Lo ideal es consumirlo crudo, ya que al cocinarlo pierde algunas de sus virtudes
Secretos de cultivo del ajo
Si bien el fin de cultivar ajo (Allium sativum) es cosechar una cabeza formada por muchos dientes, producirlo en casa permitirá conocer otras facetas y sabores del ajo. Gabriela Escrivá, especialista en huerta orgánica explica que si se cosechan a los 2 o 3 meses, se obtienen los “ajos tiernos” o “ajetes”, una forma de verdeo muy sabrosa ideal para comer en tortillas y revueltos.
“Cuando la planta se prepara para florecer, emite un escapo o tallo floral, que conviene cortar antes de que se formen las semillas. Gastronómicamente se lo llama “porrino” y no se lo desecha ya que es ideal para ser asado, como el puerro, o incorporado apenas salteado en las comidas para que aporte su sutil sabor a ajo. En nuestro campo a este tallo también se lo llama: canuto, tola, virote o chifle. Este corte estimulará el crecimiento de los dientes bajo tierra.
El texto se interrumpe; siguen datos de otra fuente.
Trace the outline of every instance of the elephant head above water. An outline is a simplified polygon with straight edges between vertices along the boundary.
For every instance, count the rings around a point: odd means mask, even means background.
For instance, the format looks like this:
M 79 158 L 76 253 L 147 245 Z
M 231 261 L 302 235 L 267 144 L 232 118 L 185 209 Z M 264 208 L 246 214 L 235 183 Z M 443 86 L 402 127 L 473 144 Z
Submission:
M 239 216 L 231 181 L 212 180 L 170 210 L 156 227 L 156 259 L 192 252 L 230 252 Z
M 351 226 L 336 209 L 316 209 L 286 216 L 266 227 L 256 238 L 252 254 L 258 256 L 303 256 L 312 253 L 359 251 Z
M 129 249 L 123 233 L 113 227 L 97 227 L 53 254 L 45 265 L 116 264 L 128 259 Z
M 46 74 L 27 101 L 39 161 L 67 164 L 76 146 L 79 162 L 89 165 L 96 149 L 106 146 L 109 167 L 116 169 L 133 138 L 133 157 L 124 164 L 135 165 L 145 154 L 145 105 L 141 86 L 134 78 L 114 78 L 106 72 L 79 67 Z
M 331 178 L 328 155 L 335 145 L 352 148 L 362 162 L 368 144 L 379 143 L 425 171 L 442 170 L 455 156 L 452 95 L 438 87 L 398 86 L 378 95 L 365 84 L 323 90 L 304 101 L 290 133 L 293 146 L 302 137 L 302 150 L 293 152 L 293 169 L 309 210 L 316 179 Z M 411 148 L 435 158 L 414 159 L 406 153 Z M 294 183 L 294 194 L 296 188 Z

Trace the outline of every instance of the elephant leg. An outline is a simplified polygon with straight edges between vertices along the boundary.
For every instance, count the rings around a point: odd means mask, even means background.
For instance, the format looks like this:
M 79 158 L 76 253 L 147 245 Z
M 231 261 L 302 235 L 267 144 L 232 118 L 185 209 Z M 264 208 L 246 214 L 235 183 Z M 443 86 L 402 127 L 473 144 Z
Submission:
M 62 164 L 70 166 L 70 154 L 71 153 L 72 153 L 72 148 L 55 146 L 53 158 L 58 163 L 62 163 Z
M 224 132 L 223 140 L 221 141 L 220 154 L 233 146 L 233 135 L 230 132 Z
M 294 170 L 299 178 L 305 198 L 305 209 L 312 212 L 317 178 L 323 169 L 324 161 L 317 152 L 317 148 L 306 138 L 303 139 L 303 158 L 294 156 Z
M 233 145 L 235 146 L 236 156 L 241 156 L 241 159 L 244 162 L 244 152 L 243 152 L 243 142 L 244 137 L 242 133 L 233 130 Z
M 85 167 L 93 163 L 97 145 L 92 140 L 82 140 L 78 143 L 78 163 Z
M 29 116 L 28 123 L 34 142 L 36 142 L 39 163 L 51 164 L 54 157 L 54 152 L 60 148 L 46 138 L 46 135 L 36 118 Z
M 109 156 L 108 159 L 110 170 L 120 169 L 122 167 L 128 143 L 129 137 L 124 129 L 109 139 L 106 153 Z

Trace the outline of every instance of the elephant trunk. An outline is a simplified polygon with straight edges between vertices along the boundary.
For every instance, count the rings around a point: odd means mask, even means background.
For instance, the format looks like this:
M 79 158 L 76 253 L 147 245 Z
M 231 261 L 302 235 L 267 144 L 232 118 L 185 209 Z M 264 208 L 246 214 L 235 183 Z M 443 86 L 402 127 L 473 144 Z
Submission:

A los 6 o 7 meses desde la fecha de plantación, ya estarán formadas las “cabezas”, que se cosechan arrancando la planta entera”, sintetiza Escrivá.
El refrán dice: “Quien buen ajo planta, buen ajo arranca”
Los dientes exteriores de una cabeza de ajo, los más grandes, son los indicados para obtener las cabezas, y los centrales, más pequeños, llamados en conjunto “la cuna”, para producir los ajos tiernos y los porrinos.